We’ve all probably created a to-do list at some point, and they can be very useful at helping us to remember what we have to do. But to-do lists are not so good at time tracking and helping you actually get stuff done. Considering that research has shown 41% of items on to-do lists never get done, it would maybe be more appropriate to call them things that probably won’t get done lists.

So, why is it that to-do lists so often just don’t get done?

One reason is that to-do lists are not great for efficient time management is that they don’t take into account how long a particular task will take. Such a list will say nothing about whether a particular task will take a few minutes, or a few hours, potentially leaving you without enough time to complete other tasks on your list.

Another reason to-do lists aren’t great for boosting productivity is that you can end up trying to do multiple things at once, harming your productivity overall. As one ancient Roman dude by the name of Publilius Syrus once said: “To do two things at once is to do neither”.

The good news is that time blocking helps to make project management so much more effective.

What is Time Blocking?

Time blocking is a time management system that involves segmenting your working day into ‘blocks’, and assigning a particular task to that block. During each block, you will focus on the task allocated to it, and nothing else. This task management system helps improve productivity for numerous reasons, including:

  • Prioritizing: Time blocking helps to make it easier for you to prioritize your most important tasks, helping you to make sure they get done first. It also helps you see where some tasks can be delegated to other people.
  • Allows Better Focus: A lot of people seem to think that multi-tasking helps to get more done, but they’re quite mistaken. Indeed, research has shown that multitasking can ⦁ increase the length of time it takes to complete tasks by 40%. By dedicating a block of time to one specific task, you can cut out multi-tasking, making yourself more productive.
  • Parkinson’s Law: Parkinson’s law states that the amount of work you have will expand to fill the time available to complete it.

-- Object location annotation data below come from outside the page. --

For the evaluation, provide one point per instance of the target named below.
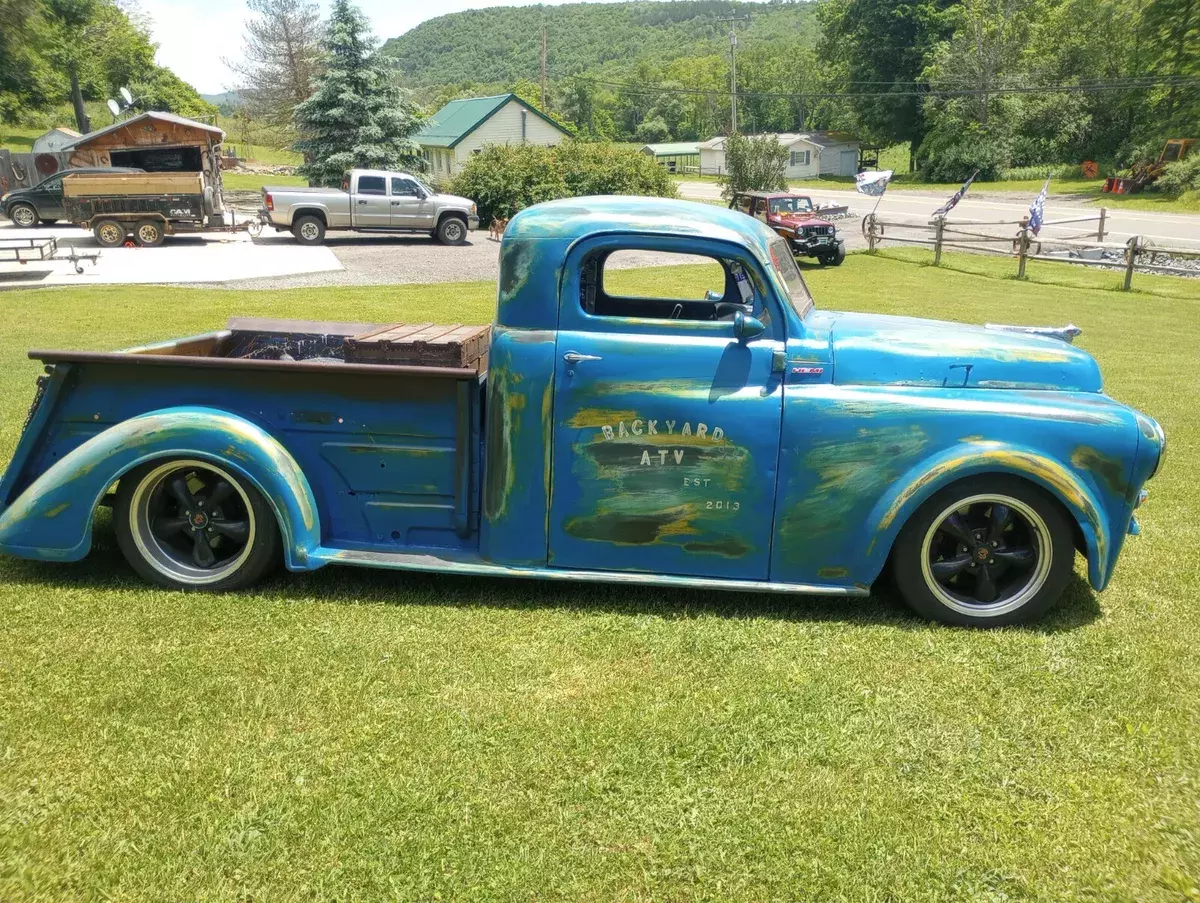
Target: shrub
(1181, 175)
(952, 153)
(503, 179)
(754, 165)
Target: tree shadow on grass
(106, 569)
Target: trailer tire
(148, 233)
(109, 233)
(309, 229)
(451, 231)
(23, 215)
(192, 525)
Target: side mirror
(747, 328)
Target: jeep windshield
(783, 207)
(789, 274)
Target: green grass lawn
(369, 736)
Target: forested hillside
(64, 53)
(504, 43)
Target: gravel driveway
(377, 259)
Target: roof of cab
(576, 217)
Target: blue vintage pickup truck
(743, 440)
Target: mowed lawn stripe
(366, 736)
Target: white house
(462, 127)
(810, 155)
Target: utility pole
(733, 69)
(544, 67)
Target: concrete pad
(196, 257)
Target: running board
(474, 567)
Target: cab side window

It also means that if you know that you have a limited time slot then you’re more likely to get the task done within that time.
  • Helps to Draw Boundaries: One of the biggest issues facing time management is that other people always need x, y, or z done. It can be difficult to say no to helping other people with their tasks, meaning that less time is being spent on your own task. Assigning blocks to certain tasks and letting other people know will make it easier for you to draw boundaries and say no.
  • Improved Time Management: Time blocking helps you with time management; it helps you be more realistic in terms of how long a particular task will take and how it will fit into your day.

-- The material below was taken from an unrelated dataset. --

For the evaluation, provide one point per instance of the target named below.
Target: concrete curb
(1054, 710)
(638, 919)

How to Time Block Like a Boss

You should also use time tracking software like the PK4 TimeTracker. A time tracker will help you get a better idea of just how long you are spending on particular tasks – a potentially very powerful tool for project management. It can be surprising to learn from a time tracker just how much time you’re spending on relatively unimportant tasks, helping you to boost productivity by focusing on other more important activities instead.

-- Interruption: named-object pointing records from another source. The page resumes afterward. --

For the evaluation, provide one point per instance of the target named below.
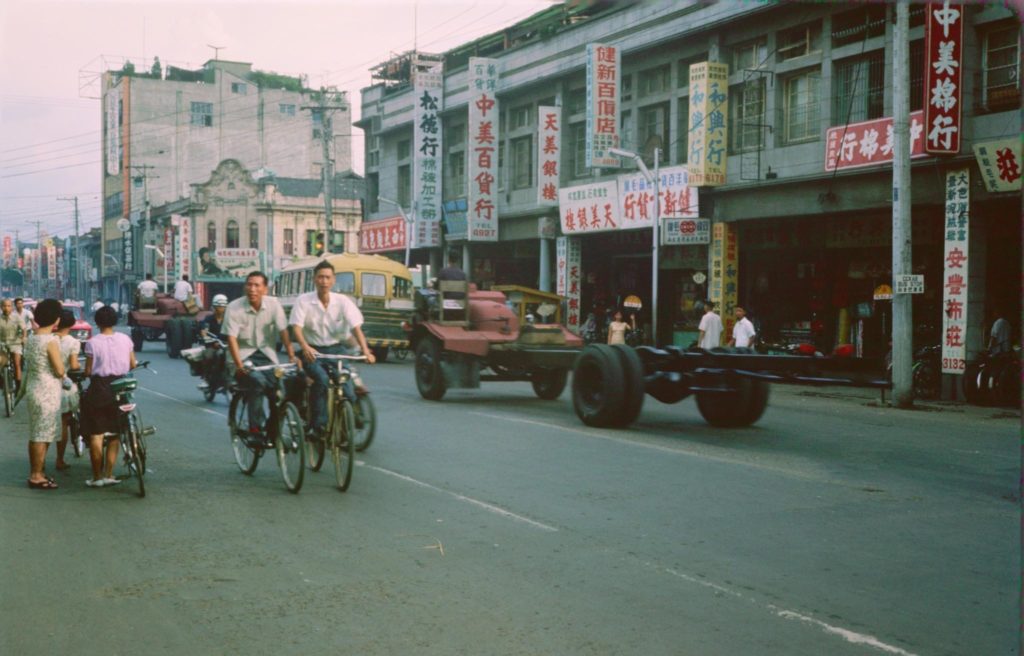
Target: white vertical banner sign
(428, 93)
(567, 278)
(184, 246)
(603, 63)
(113, 134)
(549, 148)
(954, 286)
(482, 150)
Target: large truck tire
(549, 384)
(633, 384)
(597, 386)
(741, 406)
(429, 377)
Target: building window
(652, 131)
(404, 185)
(1001, 69)
(519, 117)
(579, 151)
(859, 86)
(748, 104)
(522, 162)
(858, 25)
(202, 115)
(802, 111)
(916, 75)
(653, 81)
(402, 149)
(683, 128)
(289, 242)
(231, 239)
(751, 55)
(799, 41)
(455, 172)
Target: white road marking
(491, 508)
(845, 633)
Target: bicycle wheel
(291, 447)
(238, 423)
(8, 392)
(342, 443)
(131, 435)
(365, 422)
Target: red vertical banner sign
(954, 286)
(943, 75)
(549, 148)
(482, 150)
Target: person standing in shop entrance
(742, 333)
(711, 328)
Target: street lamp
(409, 224)
(150, 247)
(656, 232)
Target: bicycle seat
(122, 385)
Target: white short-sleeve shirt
(743, 332)
(326, 325)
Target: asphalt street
(496, 523)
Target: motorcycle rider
(212, 365)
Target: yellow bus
(382, 289)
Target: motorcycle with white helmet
(209, 361)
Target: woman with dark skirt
(109, 356)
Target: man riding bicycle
(213, 355)
(12, 336)
(322, 321)
(252, 325)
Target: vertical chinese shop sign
(724, 283)
(603, 64)
(709, 107)
(567, 251)
(482, 150)
(943, 73)
(954, 286)
(428, 91)
(549, 148)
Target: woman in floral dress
(45, 372)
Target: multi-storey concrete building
(814, 239)
(167, 130)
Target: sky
(50, 130)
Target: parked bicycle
(7, 380)
(282, 432)
(131, 431)
(350, 426)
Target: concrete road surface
(496, 523)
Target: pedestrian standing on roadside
(109, 356)
(44, 372)
(70, 348)
(742, 333)
(182, 289)
(998, 338)
(711, 328)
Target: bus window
(344, 282)
(374, 285)
(401, 288)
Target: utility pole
(902, 353)
(78, 252)
(329, 102)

Using a calendar will help make task management a lot easier for you and make it a lot easier for you to visualize your week ahead. Being able to visualize your day makes it much easier for you to prepare, boosting your productivity. Don’t forget to share your calendar with other people so they know to leave you alone when you’re focusing on something important.

When time blocking, one of the first things you should do is to ask yourself which of your tasks are high-priority, and which are less important. Your time-blocking calendar should then focus on making sure there’s sufficient time for the more important tasks. When setting a block of time for each task, make sure to be realistic in terms of how long they will take to complete.

Also, try to allocate your most important tasks to when your productivity levels are at their highest. If you’re somebody who isn’t quite with it until 10:30 am when you’ve had your caffeine fix, then plan your day so you’re working on the important stuff when you’re firing on all cylinders.

We’re not superhuman; we all need the occasional break to recharge our body and mind. Effective project management requires allocating blocks of time to breaks. It might mean taking an hour or so out of your working day, but feeling energized will help to increase your productivity levels overall.